We’re all jugglers in leadership, juggling projects, juggling people, juggling time. How many of you would think of getting on stage in front of 10, 20, 100, or 200 people having never taken any training in juggling? The reality is any juggler has to have training and put in hours of practice, practice, and more practice.
Are you a new leader or an experienced leader who has never had any training and is running the race so quickly that there’s absolutely no time for practice? Talk to any performer and you’ll discover that practice is part of the daily routine. There is no such thing as perfect for the rest of the performing career. Just like there isn’t such a thing as, I know all there is to know about leadership.
So think about juggling as it relates to how you demonstrate your leadership and management skills. One juggling routine is the coaching routine, one is the performance management routine, one is the budget routine, and one is the planning routine. Visualize each one of those routines as the different colored ball that you’re going to juggle on a daily basis.
Some of the moves are the same in each performance but there are the unique sequences in each routine. If you’ve never been shown the uniqueness, never been coached as to the steps involved, never been positively evaluated along the way, how are you going to progress to an expert juggler level?

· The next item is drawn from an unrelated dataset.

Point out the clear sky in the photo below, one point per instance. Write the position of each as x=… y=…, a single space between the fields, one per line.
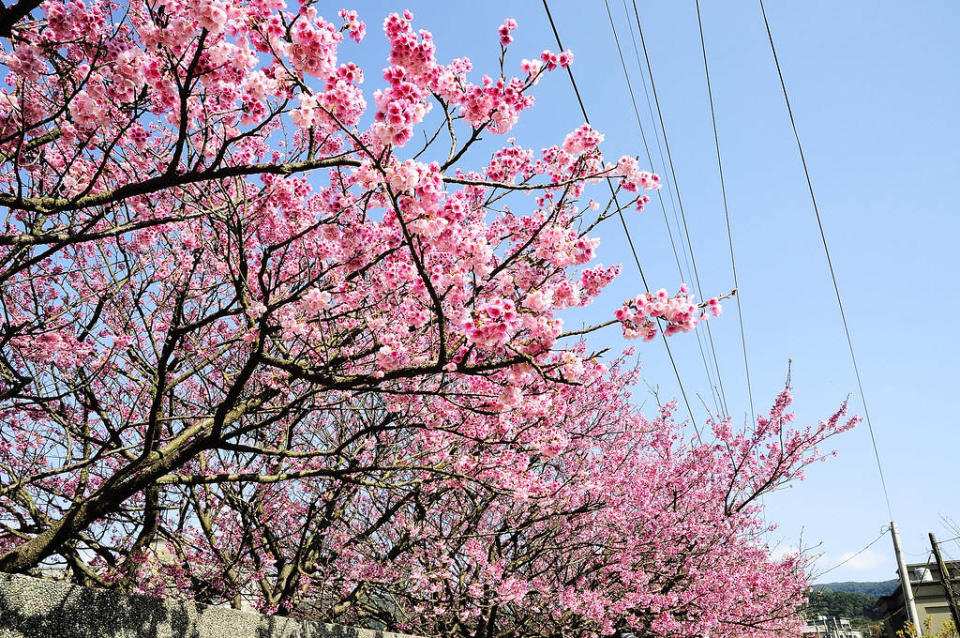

Think about how you work with your staff, your supervisors, and your managers. Do you say congratulations when they do a good job or do you wait for the annual review so you can tell them just once that they’re kind of okay? How many of your staff have you welcomed into the organization, shown them their new office, and then just toss them six balls and said have a good time?

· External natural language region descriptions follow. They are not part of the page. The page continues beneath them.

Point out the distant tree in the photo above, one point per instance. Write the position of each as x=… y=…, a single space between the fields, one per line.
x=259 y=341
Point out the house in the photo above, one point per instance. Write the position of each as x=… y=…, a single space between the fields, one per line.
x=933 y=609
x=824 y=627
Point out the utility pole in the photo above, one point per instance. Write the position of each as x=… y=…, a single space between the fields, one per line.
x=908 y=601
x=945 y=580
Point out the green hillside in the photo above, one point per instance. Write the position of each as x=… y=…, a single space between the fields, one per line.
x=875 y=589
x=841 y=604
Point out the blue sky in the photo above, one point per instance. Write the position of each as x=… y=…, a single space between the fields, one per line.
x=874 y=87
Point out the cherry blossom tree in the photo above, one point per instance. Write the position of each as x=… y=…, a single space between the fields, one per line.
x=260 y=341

If you want to be an effective leader you have to be an effective coach. Start that new employee, or maybe the seasoned employee, with a new project by just tossing in only two balls until they get the rhythm of the sequence and the juggling is going just fine.

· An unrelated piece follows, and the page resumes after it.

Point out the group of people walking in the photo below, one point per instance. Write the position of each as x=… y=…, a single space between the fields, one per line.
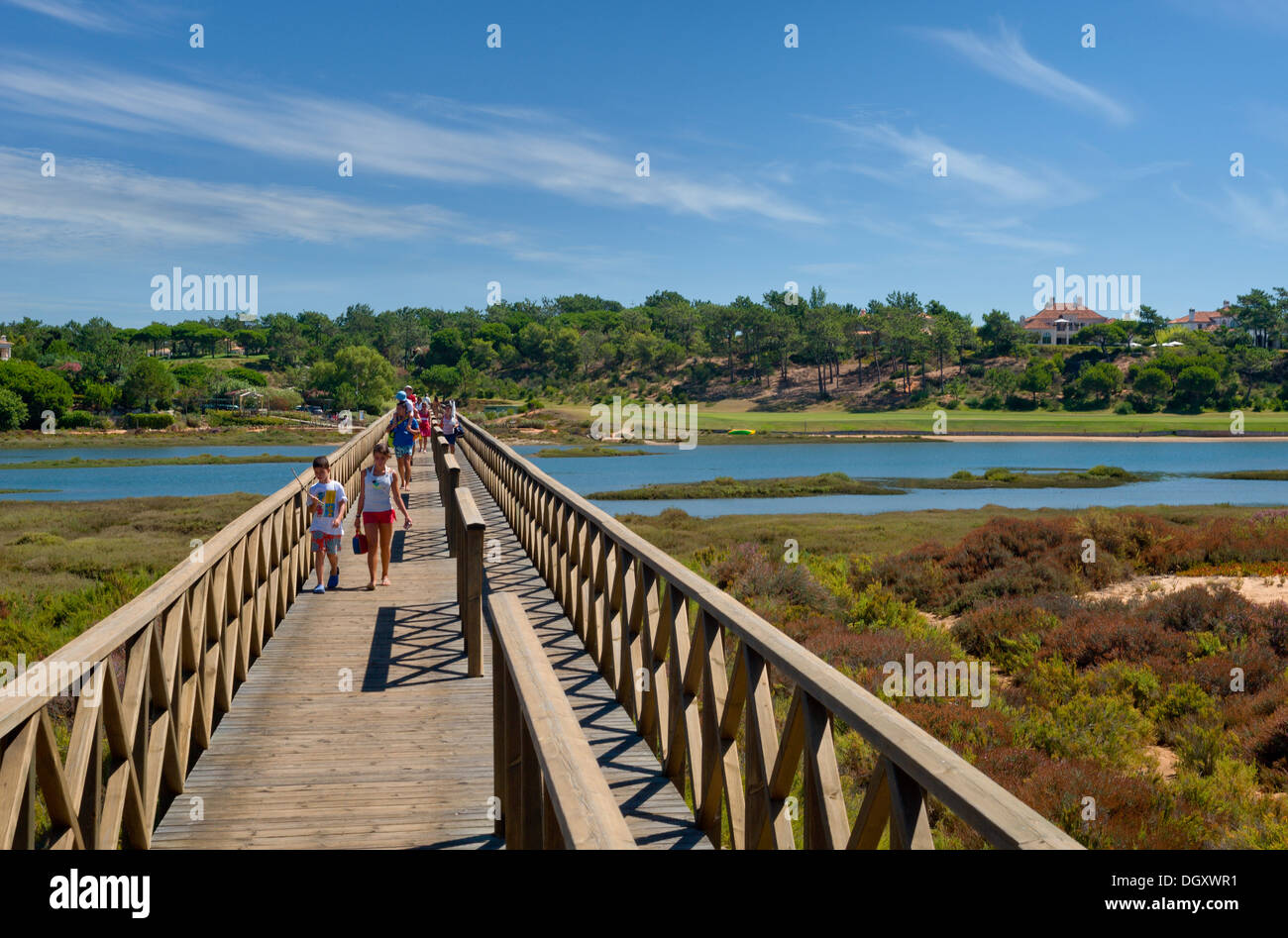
x=381 y=486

Think about the rhythm of leadership. Sit on a beach and watch the tide; it ebbs and flows with a rhythm. The calm days are like your routine days, easy to take and swimming in the surf is a joy. Note: this little exercise is your excuse for taking a vacation and sitting on a beach, plus, it’s education so it’s tax deductible!
Now the storm rolls in and the waves crash on the shore. It’s a good day to drown, if you’re not well equipped for survival. A lifeguard or that leadership coach will be mandatory if you don’t have the right rhythm in your leadership role. Think about the storm days as moving from a three ball juggling routine to a three-ball machete juggling routine.
So how prepared are you to be the leadership juggler? To me the whole visualization of a leader as a juggler adds a totally new dimension to the leadership role.